This thing has blown up! I didn't really expect that, although I guess I should have considering the content. I do not think my niece is a monster, my mommy instict wants to protect her and take her away from anything that could hurt her. She is my beautiful bright sweety pie! Since last night I have spoken to my son about that not being okay, if anything like that ever happens again he needs to tell me or another adult right away. My sister and I had a little bit of a conversation last night, it didn't go very far and ended with her crying uncontrolably.. I will talk with her again after I have gained enough knowledge and and resources to actually do some good. There are other more minor things with my niece that point to her being abused at some point.
Thank you to everyone that is offering me advice on what to do from here. As a side note I have been my usual loving self with both of the kids. My post was partly an outlet for the fursteration that I believe would be more harmful than anything to my niece, my son and my sister.
I am at a loss as to how this could even happen.

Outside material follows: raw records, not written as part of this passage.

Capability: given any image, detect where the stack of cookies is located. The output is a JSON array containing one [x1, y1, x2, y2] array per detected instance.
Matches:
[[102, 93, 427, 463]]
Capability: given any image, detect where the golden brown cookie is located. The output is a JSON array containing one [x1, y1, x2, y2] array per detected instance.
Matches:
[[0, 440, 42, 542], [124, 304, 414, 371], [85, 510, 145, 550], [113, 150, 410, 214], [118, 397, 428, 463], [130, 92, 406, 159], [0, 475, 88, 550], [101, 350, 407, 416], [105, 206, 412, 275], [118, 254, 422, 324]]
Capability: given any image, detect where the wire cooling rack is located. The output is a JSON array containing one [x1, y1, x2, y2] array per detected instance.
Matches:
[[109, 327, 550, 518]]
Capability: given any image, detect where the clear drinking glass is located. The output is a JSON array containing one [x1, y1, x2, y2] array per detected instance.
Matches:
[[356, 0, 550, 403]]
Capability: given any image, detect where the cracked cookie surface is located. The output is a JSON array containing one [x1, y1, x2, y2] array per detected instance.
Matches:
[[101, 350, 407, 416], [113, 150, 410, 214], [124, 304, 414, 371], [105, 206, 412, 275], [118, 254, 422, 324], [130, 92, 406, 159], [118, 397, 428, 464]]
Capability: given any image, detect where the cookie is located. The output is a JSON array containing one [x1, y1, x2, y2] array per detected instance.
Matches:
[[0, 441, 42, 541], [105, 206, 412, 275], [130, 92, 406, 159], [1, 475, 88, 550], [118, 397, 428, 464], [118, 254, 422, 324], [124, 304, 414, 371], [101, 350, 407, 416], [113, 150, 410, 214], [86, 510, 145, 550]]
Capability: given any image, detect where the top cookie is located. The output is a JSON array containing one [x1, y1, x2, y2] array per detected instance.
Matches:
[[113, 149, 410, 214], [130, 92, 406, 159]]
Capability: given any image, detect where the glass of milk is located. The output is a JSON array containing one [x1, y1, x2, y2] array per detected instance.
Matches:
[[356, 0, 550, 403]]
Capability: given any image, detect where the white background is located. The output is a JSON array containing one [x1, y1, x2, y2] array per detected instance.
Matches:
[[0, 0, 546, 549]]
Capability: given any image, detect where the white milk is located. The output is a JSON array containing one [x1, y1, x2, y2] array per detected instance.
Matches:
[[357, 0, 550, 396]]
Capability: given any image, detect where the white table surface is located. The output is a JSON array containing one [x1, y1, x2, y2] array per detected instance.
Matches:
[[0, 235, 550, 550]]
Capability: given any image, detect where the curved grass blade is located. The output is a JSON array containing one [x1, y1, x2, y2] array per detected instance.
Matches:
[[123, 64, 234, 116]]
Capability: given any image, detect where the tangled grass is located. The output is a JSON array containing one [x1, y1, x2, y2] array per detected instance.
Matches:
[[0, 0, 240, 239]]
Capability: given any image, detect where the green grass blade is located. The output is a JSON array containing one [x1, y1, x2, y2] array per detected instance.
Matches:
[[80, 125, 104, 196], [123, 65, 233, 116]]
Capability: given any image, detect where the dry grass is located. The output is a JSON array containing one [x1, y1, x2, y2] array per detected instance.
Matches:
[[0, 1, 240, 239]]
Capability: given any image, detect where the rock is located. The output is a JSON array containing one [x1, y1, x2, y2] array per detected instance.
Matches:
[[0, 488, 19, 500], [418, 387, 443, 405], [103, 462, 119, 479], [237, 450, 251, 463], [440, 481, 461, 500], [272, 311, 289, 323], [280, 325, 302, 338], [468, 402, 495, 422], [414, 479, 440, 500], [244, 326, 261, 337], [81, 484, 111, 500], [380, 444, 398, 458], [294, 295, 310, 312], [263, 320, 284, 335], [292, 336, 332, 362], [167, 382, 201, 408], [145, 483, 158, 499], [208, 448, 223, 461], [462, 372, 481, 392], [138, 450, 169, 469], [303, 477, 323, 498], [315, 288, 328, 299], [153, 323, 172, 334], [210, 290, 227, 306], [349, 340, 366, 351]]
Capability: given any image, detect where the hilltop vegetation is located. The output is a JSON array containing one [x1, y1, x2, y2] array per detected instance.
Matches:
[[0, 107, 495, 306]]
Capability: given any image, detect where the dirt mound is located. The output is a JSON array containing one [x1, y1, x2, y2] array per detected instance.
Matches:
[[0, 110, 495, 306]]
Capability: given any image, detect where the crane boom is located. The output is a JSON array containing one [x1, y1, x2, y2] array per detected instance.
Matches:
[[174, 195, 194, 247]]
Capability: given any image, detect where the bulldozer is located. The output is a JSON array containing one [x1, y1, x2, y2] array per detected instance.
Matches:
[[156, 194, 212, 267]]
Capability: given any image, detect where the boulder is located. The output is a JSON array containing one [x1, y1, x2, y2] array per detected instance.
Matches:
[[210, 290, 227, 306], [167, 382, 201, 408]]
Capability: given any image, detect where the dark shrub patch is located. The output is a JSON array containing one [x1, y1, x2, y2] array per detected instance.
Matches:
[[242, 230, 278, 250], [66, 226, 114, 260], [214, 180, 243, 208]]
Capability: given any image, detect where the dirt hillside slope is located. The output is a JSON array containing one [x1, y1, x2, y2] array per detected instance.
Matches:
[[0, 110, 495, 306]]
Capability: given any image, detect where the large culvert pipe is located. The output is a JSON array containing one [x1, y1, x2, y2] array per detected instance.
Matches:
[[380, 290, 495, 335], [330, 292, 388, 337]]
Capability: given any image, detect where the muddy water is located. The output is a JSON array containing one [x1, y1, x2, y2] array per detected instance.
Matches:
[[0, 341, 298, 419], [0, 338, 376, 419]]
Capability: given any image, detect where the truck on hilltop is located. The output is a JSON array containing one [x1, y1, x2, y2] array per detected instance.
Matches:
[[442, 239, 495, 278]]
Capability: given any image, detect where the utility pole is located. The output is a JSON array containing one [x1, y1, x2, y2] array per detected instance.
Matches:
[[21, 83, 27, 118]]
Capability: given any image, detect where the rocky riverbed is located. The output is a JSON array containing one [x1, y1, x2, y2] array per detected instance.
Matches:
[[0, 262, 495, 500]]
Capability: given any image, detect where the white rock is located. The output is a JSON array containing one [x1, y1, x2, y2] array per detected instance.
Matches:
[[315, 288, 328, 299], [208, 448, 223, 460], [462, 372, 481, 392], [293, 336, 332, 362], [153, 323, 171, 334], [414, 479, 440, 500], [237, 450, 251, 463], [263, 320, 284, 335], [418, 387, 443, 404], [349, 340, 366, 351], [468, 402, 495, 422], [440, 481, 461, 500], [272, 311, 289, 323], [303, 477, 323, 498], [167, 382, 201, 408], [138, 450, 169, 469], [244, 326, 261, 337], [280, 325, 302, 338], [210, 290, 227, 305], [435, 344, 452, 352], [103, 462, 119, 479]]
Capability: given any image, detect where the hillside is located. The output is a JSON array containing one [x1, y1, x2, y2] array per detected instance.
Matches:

My ds is also 4. My sister moved in with us recently, she had problems where she was living before. I'm not completely aware of what happened because she just didn't want to talk about it. I plan on having a conversation about that later when I calm down a bit.
What happened. Well, my 4 year old niece was playing fort with my son (blankets set up between two chairs) and my older daughter decided mess with them and ripped thhe blankets off the chairs. My niece was sitting on my sons face with no pants on!! I got home from work shortly after this to find both kids being questioned about what happened. My son said that she was telling him to put his tounge in her and that he was stuck and couldn't talk. I am horrified, I want to throw them out on the street, I want to hurt the little girl! More than that though, I want to find out what happened to her and hold her close and never let the world hurt her again.
This happened last night. I hhave kept my son right by my side since then and plan to take him somewhere after breakfast so we can address this. I don't know where to go or what to do about this though. I am trying so hard not to look at my niece like she's a monster, anybody else do this to my child and I would have caused them some serious pain by now! Oh dear god.. What do I do?!